Assumptions
Many assumptions have been made in the formulation of this protocol. This
section documents the assumptions that are felt to be significant.
Hardware Assumptions
As would be expected, there are a huge range of devices which could be
encountered as clients using this protocol. We describe three machines:
a low end, a "median" specification, and the emerging higher capacity machines.
A "low-end" machine, which will often be encountered in existing implementations,
and which may be required to have the Argo protocol implemented on them,
in situ, would be:
-
16MHz Z80 or HC11 8-bit processor
-
32K to 128K RAM
-
32K Flash ROM
The "typical" machine found in an external environment, requiring ruggedised
construction, would be:
-
33MHz 386EX 16 bit processor
-
1MB RAM
-
1MB Flash ROM
A "high-end" machine, starting to find its way into limited deployment
currently, would be:
-
300 MHz Pentium 32-bit processor
-
RAM ???
-
ROM ???
Network Assumptions
It is assumed that the network connecting the client devices to the brokers
supports TCP/IP.
All multi-byte data values will be sent in Network Order (Big-Endian).
Often, communications will be over satellite links, incurring high per-byte
costs.
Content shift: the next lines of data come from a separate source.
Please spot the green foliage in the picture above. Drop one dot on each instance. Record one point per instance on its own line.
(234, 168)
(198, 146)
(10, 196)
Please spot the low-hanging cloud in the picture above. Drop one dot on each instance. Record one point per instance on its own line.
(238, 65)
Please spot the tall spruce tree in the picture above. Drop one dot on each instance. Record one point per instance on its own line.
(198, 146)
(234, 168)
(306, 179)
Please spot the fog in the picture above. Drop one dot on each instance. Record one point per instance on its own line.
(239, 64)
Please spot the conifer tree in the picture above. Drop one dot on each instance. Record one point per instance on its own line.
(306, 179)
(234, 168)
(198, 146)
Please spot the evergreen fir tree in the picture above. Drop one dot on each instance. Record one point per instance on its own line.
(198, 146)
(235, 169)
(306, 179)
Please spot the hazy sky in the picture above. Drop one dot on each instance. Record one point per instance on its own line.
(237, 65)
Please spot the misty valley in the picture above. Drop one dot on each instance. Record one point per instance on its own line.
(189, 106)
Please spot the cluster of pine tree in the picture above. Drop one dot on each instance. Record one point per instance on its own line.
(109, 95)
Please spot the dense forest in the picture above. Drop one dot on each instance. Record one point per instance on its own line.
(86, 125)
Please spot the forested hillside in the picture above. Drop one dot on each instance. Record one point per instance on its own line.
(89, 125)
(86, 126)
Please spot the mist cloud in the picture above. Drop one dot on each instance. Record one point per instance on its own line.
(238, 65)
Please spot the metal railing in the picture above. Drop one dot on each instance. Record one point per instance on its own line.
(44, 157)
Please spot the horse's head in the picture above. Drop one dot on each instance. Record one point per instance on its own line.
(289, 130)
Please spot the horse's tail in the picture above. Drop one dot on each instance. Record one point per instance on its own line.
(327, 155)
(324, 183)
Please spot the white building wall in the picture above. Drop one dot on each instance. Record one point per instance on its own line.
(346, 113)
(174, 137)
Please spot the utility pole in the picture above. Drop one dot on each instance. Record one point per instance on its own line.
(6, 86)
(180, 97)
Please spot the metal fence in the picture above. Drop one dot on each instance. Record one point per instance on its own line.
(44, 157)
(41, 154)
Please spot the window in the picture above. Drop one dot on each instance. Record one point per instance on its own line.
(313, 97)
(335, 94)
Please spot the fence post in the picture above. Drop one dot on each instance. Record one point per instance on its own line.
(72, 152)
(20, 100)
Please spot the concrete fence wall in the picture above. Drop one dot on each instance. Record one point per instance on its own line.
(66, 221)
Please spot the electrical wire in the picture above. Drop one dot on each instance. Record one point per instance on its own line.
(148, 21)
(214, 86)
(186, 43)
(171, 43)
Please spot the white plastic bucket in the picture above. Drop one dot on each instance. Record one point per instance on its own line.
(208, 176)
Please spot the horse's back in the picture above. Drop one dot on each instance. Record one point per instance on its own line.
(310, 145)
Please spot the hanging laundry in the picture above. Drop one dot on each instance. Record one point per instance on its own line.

Typical latency on such a link would be 600ms in each direction.
Serial communications are typically implemented as SLIP at 600 baud.
It is interesting to note that typical Service Level Agreements for
satellite communications links offer 99.9% availability - equivalent to
9 hours per year downtime.
The types of communications fabrics typically encountered include:
-
microwave
-
fibre
-
leased line
-
geostationary satellite (GEO)
-
low earth orbit satellite (LEO)
-
Asynchronous Transfer Mode (ATM)
-
Radio Frequency (RF)
Software Assumptions
Embedded systems are today programmed almost exclusively in C.
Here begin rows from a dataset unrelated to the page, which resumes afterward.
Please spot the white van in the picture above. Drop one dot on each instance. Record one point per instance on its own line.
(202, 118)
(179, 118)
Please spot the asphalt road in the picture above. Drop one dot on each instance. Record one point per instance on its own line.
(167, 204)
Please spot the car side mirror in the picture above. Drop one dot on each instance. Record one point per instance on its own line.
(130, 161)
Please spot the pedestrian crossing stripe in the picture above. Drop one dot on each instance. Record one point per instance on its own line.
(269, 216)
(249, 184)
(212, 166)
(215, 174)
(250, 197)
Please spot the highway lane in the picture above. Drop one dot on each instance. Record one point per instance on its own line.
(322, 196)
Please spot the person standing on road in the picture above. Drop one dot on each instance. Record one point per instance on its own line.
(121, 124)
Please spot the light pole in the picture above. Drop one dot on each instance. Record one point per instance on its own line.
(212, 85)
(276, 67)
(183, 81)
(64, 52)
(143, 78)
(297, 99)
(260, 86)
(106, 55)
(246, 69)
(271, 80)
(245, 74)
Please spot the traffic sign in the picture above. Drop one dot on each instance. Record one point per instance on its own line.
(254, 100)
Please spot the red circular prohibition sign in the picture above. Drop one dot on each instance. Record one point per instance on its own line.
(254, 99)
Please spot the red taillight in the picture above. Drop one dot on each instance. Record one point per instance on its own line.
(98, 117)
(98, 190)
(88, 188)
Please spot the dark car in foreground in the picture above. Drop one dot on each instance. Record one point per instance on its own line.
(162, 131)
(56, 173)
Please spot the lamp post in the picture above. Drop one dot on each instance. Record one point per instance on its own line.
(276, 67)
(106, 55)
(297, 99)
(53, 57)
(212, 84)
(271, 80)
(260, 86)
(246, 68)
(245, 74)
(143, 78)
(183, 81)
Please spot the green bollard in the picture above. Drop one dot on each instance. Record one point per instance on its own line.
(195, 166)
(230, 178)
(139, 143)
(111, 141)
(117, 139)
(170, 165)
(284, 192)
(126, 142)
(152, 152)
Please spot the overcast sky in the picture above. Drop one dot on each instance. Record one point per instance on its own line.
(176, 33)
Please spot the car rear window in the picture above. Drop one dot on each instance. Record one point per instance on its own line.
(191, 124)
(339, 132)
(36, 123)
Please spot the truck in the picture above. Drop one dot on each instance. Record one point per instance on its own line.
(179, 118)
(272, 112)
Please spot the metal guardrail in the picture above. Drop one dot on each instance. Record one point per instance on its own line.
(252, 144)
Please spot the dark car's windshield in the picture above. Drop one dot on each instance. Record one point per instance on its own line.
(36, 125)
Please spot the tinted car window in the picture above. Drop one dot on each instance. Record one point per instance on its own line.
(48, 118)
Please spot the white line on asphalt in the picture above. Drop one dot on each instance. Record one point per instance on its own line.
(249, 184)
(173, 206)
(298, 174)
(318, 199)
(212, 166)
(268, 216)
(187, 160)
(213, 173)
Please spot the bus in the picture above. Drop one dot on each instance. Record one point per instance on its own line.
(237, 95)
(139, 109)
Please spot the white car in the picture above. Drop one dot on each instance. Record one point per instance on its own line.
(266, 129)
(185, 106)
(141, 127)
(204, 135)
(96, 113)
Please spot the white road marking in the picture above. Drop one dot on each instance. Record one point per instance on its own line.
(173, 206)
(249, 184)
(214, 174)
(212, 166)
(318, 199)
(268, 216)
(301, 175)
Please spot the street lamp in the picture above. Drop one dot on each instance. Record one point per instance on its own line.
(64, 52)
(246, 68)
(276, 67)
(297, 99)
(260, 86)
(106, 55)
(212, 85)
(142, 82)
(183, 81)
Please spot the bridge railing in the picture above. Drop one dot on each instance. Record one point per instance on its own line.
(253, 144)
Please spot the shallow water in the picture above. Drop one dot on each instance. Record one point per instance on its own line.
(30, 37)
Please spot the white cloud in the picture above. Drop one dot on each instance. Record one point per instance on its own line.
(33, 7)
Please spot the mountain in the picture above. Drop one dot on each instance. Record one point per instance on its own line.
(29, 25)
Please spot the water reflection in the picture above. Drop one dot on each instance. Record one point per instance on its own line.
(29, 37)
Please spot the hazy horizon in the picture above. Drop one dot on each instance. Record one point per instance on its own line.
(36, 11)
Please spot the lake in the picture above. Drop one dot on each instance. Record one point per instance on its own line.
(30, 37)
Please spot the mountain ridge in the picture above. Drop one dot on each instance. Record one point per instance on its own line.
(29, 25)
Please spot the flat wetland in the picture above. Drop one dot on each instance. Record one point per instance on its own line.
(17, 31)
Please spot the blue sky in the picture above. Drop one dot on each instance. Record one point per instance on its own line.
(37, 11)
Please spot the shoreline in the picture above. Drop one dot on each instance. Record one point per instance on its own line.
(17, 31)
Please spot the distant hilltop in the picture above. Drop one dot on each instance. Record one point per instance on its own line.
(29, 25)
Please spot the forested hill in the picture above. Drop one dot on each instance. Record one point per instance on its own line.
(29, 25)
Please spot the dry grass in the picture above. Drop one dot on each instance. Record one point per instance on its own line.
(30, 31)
Currently no producction machines have sufficient CPU or memory to support
a Java Virtual Machine, however progress in Embedded Java is being closely
monitored.
Operating System softwware is generally proprietary and minimalist in
nature, though there is increasing interest in making use of Linux on higher-end
systems.
It is important to remember that this is a specialised protocol for
communication from remote, "low end" devices, into a message broker. There
is no assumption that this protocol will be used for general application
programming on workstation class machines.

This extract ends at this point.